From this point, in the true Lanthimos tradition, the narrative takes a series of increasingly odd turns, but I will not divulge any more here. Suffice it to say that one needs to expect the unexpected.
The previous works of Lanthimos border and/or dwell in the absurd while lampooning social conventions with the darkest sort of satire. The Lobster, Poor Things, and The Favourite delve into issues of ambition, feminism, and social norms using incisive and scathing satire. While Bugonia follows this model, its focus is not the result of discourse about social conventions, but is about the discourse itself, of how minds meet or refuse to meet.
Teddy’s outlier beliefs, as compared and contrasted with Michelle’s rational but manipulative and sometimes cruel machinations, demonstrate not only an ideological conflict but a deeper more visceral division. The fact that neither side can be trusted—Michelle will do or say anything to get out of her predicament while Teddy seems too nuts to be trusted—emphasizes the chasm stretching between the two sides, a gap that can never be crossed. It seems as if screenwriter Will Tracy (Succession, The Regime, and The Menu) has chosen to showcase these particular types of discourse to emphasize the breadth and depth of that gap.
The beautiful beginning sequences of the film, shot in sumptuous 35mm, shows close-ups of bees visiting flowers, collecting nectar, and returning to the hive. Fittingly (but somewhat obtusely), the title of the film Bugonia refers to the medieval belief that bees arose from the flesh of dead cows (not a conspiracy theory, but a belief debunked by science). There is no such thing as spontaneous generation, but Teddy’s belief that the bees are being deliberately killed off by the Andromedans through colony collapse disorder is along the logical lines as bugonia. However, Teddy’s extension of that belief, that human communities are being destroyed and that people are losing all direction because of the aliens—sort of a human colony collapse—does sort of makes sense.
Teddy, like the worker bees, has lost his hive. He is seeking meaning and ironically, by kidnapping Michelle, he has found his queen. One of the pleasures of Bugonia is peeling away these levels of irony, revealing the suffering and absurdity at the core of the human condition.
Jesse Plemons and Emma Stone deliver superlative performances. Plemons’ earnest—naïve—determination to save the world is underpinned by sense of lingering sadness, highlighted by his friendship with the hapless—and helpless—Don. He is an ideologue but not a revolutionary. Aidan Delbis’s Don is the perfect foil for Jesse.
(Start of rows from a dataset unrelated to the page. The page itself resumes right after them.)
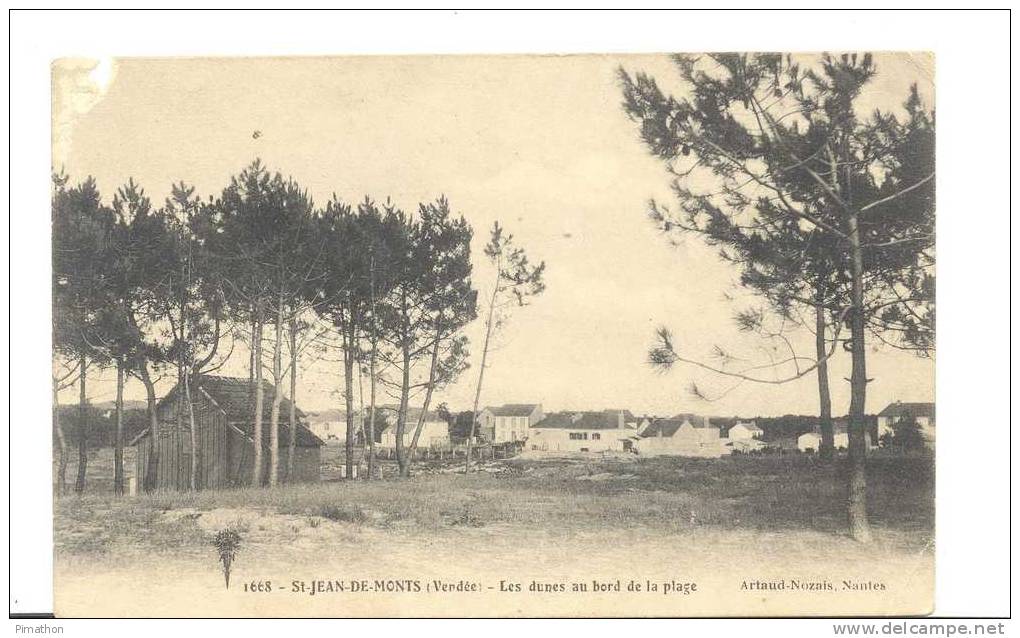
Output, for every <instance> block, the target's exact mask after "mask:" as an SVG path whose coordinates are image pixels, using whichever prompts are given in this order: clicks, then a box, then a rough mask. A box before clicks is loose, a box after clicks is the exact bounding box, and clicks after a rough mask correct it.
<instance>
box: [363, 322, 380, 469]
mask: <svg viewBox="0 0 1020 638" xmlns="http://www.w3.org/2000/svg"><path fill="white" fill-rule="evenodd" d="M377 349H378V345H377V344H376V343H375V341H372V353H371V356H370V357H369V359H368V410H369V411H368V434H367V437H366V438H367V439H368V477H367V478H368V479H371V478H372V476H374V475H373V473H374V472H375V355H376V351H377Z"/></svg>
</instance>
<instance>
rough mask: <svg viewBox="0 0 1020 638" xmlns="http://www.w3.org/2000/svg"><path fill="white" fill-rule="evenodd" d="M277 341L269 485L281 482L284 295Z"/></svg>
mask: <svg viewBox="0 0 1020 638" xmlns="http://www.w3.org/2000/svg"><path fill="white" fill-rule="evenodd" d="M273 329H274V334H275V336H276V343H275V344H274V347H273V350H272V385H273V387H274V390H273V392H272V405H271V406H270V409H269V487H276V485H278V484H279V406H281V404H282V403H283V400H284V388H283V386H284V295H283V294H281V295H279V299H278V302H277V304H276V317H275V321H274V322H273Z"/></svg>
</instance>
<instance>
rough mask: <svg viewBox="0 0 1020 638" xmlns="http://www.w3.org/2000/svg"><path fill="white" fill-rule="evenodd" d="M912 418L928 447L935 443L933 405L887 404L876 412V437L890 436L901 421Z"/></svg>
mask: <svg viewBox="0 0 1020 638" xmlns="http://www.w3.org/2000/svg"><path fill="white" fill-rule="evenodd" d="M911 416H913V418H914V420H915V421H916V422H917V425H918V426H919V427H920V429H921V435H922V436H923V437H924V440H925V441H926V442H927V443H928V445H934V442H935V404H934V403H905V402H902V401H897V402H895V403H889V404H888V405H886V406H885V409H883V410H882V411H880V412H878V437H879V438H881V437H882V435H885V434H892V430H894V427H895V426H896V424H897V423H899V422H900V421H901V420H903V419H909V418H911Z"/></svg>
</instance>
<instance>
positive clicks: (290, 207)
mask: <svg viewBox="0 0 1020 638" xmlns="http://www.w3.org/2000/svg"><path fill="white" fill-rule="evenodd" d="M936 64H937V60H936V58H935V56H934V55H933V54H932V53H930V52H924V51H916V52H887V51H881V50H875V51H838V50H837V51H829V52H825V51H817V52H803V51H802V52H782V51H777V52H762V51H745V52H739V51H737V52H711V53H701V52H678V53H671V52H663V53H661V54H582V55H509V54H508V55H416V56H407V55H391V56H315V57H301V56H294V57H190V58H139V57H114V58H107V59H103V60H100V61H96V60H90V59H78V58H61V59H56V60H54V61H53V62H52V66H51V72H52V77H51V82H52V192H51V201H52V424H53V425H52V431H53V446H52V491H53V495H54V501H53V502H54V505H53V556H54V574H53V596H54V612H55V614H56V616H57V617H90V616H99V617H114V618H119V617H179V616H184V617H224V616H225V617H312V618H330V617H359V618H360V617H404V616H411V617H705V616H711V617H720V616H722V617H730V616H733V617H775V616H780V617H788V616H801V617H803V616H809V617H810V616H827V617H831V616H908V615H909V616H917V615H925V614H929V612H931V611H932V609H933V604H934V602H933V601H934V593H933V592H934V571H935V568H936V566H935V559H934V531H935V530H934V513H935V490H934V476H935V462H934V450H935V445H936V438H937V437H936V425H935V424H936V418H935V413H936V409H935V386H934V374H935V363H934V361H935V348H934V343H935V339H934V336H935V183H936V176H935V154H934V153H935V112H934V93H935V86H934V77H935V67H936Z"/></svg>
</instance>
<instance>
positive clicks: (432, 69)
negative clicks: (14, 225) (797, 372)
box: [53, 54, 934, 416]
His performance is both touching and, in a sad sort of way, funny.
Emma Stone gives a bravura performance as the determined, ruthless, and unrelenting Michelle. She is somehow able to maintain a sense of empathy, even victimhood, while manipulating every situation presented to her. She is brilliant in this role. Both actors have worked with Lanthimos before, and it is easy to see the creative rapport within the group.
Bugonia is not an easy film to watch. No Yorgos Lanthimos film is, but they are incisive, funny, mysterious, and sometimes inscrutable excursions into the human condition. Considering the divisive nature of our current discourse, rhetoric, and ideologies, it should be required viewing.